I do think you should have searched a little more for a drop ball mount that would have fit you receiver.

Here's one on amazon. Curt MFG. Class 1 1 1/4" Ball Mount Hitch 
https://www.amazon.com/Curt-MFG-Class-Mount-Hitch/dp/B0052KB4KI


----------



## fishin_magician (Apr 3, 2015)

Thanks for all the replys guys I went fishing it was all good


----------



## Riverdog (Apr 3, 2015)

After all is said and done...that's what it's all about. 8)


----------



## shoeless (Jan 11, 2019)

Looking at the date stamps on the thread I'm betting the OP has come to resolution on this by now, but for people browsing around looking for thoughts ... seems like a larger tire/rim combo might be an option to at least partially mitigate. Obviously budget and the characteristics of the ramp enter the equation as well.

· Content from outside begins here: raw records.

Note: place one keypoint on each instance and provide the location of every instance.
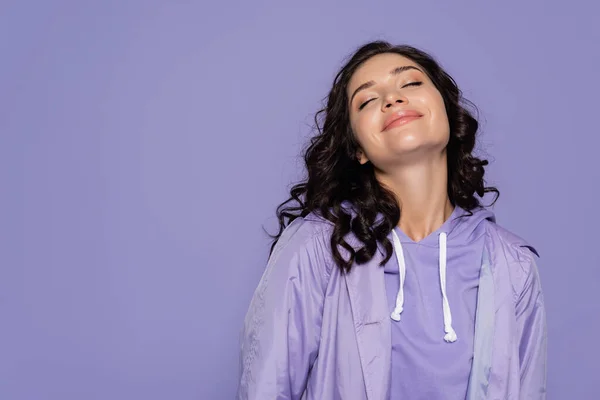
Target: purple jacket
(313, 333)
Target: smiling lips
(401, 118)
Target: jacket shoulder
(510, 240)
(516, 254)
(305, 235)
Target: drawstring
(450, 333)
(402, 272)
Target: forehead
(377, 68)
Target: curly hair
(335, 175)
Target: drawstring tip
(450, 336)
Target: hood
(458, 230)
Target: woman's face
(423, 129)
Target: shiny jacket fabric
(313, 333)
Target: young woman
(389, 279)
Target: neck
(422, 193)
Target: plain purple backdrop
(144, 144)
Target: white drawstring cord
(395, 315)
(450, 333)
(402, 273)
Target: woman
(390, 280)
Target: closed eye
(417, 83)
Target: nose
(393, 98)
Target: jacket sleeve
(531, 325)
(282, 327)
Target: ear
(361, 157)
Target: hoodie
(431, 290)
(312, 332)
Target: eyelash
(408, 84)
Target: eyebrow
(395, 71)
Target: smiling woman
(457, 313)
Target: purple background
(144, 143)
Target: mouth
(401, 121)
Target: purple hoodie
(313, 333)
(424, 364)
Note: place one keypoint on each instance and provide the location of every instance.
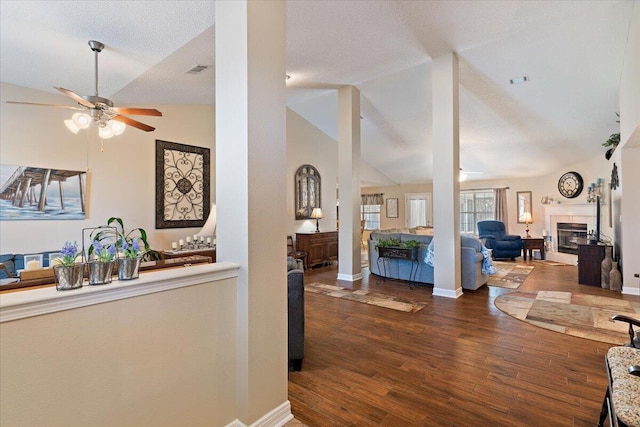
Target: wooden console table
(388, 253)
(321, 247)
(590, 263)
(531, 243)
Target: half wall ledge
(26, 303)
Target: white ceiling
(572, 52)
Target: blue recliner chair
(495, 238)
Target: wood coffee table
(531, 243)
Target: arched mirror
(307, 187)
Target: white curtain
(372, 199)
(501, 207)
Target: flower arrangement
(69, 254)
(131, 244)
(131, 248)
(103, 253)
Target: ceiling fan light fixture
(105, 132)
(71, 126)
(117, 127)
(519, 80)
(81, 120)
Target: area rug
(509, 275)
(553, 263)
(579, 315)
(380, 300)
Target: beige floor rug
(509, 275)
(579, 315)
(380, 300)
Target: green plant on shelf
(396, 243)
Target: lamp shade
(316, 213)
(209, 228)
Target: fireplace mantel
(583, 213)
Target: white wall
(121, 178)
(162, 359)
(630, 157)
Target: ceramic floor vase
(68, 276)
(100, 272)
(615, 278)
(128, 268)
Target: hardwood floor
(454, 363)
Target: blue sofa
(472, 276)
(494, 236)
(14, 262)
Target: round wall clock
(570, 185)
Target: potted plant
(394, 248)
(129, 264)
(612, 142)
(131, 246)
(68, 273)
(101, 266)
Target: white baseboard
(440, 292)
(349, 277)
(276, 418)
(630, 291)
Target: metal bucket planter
(128, 268)
(100, 272)
(68, 277)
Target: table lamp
(526, 217)
(316, 214)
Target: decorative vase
(100, 272)
(605, 267)
(128, 268)
(615, 278)
(68, 276)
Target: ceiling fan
(98, 109)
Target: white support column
(446, 188)
(349, 258)
(250, 194)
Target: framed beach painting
(39, 193)
(182, 185)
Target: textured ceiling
(571, 51)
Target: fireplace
(566, 213)
(568, 235)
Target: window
(418, 210)
(475, 205)
(371, 216)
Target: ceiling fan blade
(134, 123)
(137, 111)
(46, 105)
(71, 94)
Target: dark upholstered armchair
(295, 308)
(495, 238)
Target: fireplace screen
(569, 235)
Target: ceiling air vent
(197, 69)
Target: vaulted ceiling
(571, 52)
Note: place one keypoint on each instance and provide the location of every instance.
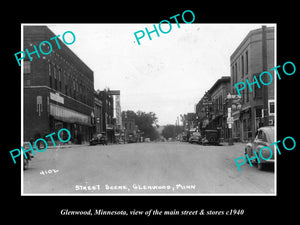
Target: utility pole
(264, 68)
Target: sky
(167, 75)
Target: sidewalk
(58, 145)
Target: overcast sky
(167, 75)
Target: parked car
(211, 137)
(26, 160)
(263, 137)
(131, 138)
(99, 139)
(195, 138)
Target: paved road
(164, 167)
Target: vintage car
(195, 138)
(211, 137)
(263, 137)
(99, 139)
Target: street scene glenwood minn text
(177, 114)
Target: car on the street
(99, 139)
(264, 137)
(132, 138)
(28, 157)
(195, 138)
(210, 137)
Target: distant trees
(171, 131)
(146, 122)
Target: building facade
(217, 113)
(254, 55)
(97, 115)
(58, 89)
(210, 110)
(108, 120)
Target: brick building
(218, 114)
(254, 55)
(108, 120)
(210, 110)
(58, 89)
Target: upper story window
(27, 67)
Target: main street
(167, 167)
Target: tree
(146, 122)
(171, 131)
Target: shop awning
(68, 115)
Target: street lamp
(232, 106)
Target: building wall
(247, 119)
(63, 73)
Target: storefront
(77, 123)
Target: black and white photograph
(132, 113)
(141, 109)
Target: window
(246, 62)
(261, 136)
(235, 72)
(271, 107)
(27, 67)
(257, 92)
(247, 94)
(242, 65)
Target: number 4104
(44, 172)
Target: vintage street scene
(191, 112)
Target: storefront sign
(56, 97)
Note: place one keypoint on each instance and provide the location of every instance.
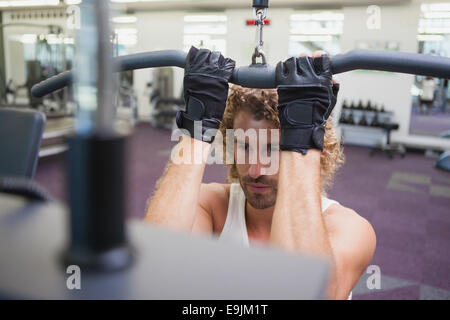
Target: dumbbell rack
(368, 136)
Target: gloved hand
(206, 77)
(306, 97)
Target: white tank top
(235, 228)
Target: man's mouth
(258, 187)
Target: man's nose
(255, 170)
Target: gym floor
(406, 200)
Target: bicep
(203, 221)
(353, 242)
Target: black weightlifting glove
(306, 97)
(206, 77)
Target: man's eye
(243, 146)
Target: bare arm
(297, 223)
(175, 202)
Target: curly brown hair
(263, 104)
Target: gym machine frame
(97, 238)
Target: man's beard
(260, 201)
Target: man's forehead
(245, 120)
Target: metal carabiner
(260, 15)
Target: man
(282, 208)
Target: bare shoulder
(347, 229)
(211, 193)
(214, 199)
(339, 217)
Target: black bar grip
(260, 3)
(263, 76)
(402, 62)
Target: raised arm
(175, 203)
(307, 96)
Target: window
(315, 30)
(205, 31)
(434, 29)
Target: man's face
(259, 187)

I bought a used trailer with 8" rims off Craig's List that hung off the back of my truck at a ludicrous angle. Needed tires, I didn't trust the bearings, and I hated the lug bolt (instead of lug nut) set up. 

I installed new hubs and 13" rim/tires. My recollection is it was about $160 total. Been trailering my 14' Duranautic with it past 3 years with no issues. Still not completely level, but way way better. Stacking hitch adapter on top of drop adapter doesn't seem like a long term wise move. Peace of mind is priceless.

By the way, if you buy a used trailer, remember to check the lug bolt torque before you drive it home. This purchase lost a wheel, at speed, on I-95 through North Philly; which was … exciting.


----------



## maintenanceguy (Jan 12, 2019)

As light as that boat and trailer are, you're fine. A single axle trailer can handle a lot of being out of level before it becomes a problem. The drop hitch with all the extra pins and angles will increase stress on some parts but this stuff is overbuilt enough to be able to handle the extra stress - it's made for towing stuff much bigger than what you're towing.

The only concern I have is the height of the prop off the ground. Tilt the motor up when you're on the road to get more clearance. If you will be traveling more than a few short miles to the ramp, $30 spent on a transom saver might save you hundreds in repairs.


----------



## ppine (Jan 12, 2019)

In the lower photo on flat ground, your trailer is pretty level. 
The position of the boat on the trailer makes it look like it is too high. 
With a boat that light I say you are fine as it is.


----------



## CedarRiverScooter (Jan 12, 2019)

Well I must be paddling upstream - I intentionally have the receiver turned up & tongue riding high. Then it launches that much easier on the shallow ramp I have to use.


----------



## eshaw (Jan 12, 2019)

I sure wouldn't change out my tires to correct the angle. I have my trailer set up where the tongue sets almost level, it's a little high but not much. I like to be able to step in and out of my trailer from ground level without using the trailer itself. It really helps a lot when using a shallow ramp or a steep ramp when the water is down.


----------



## LDUBS (Jan 13, 2019)

When I looked at the pic, my initial thought was is there enough tongue weight. 

That aside, everyone realize we are discussing an almost 4 year old post!


----------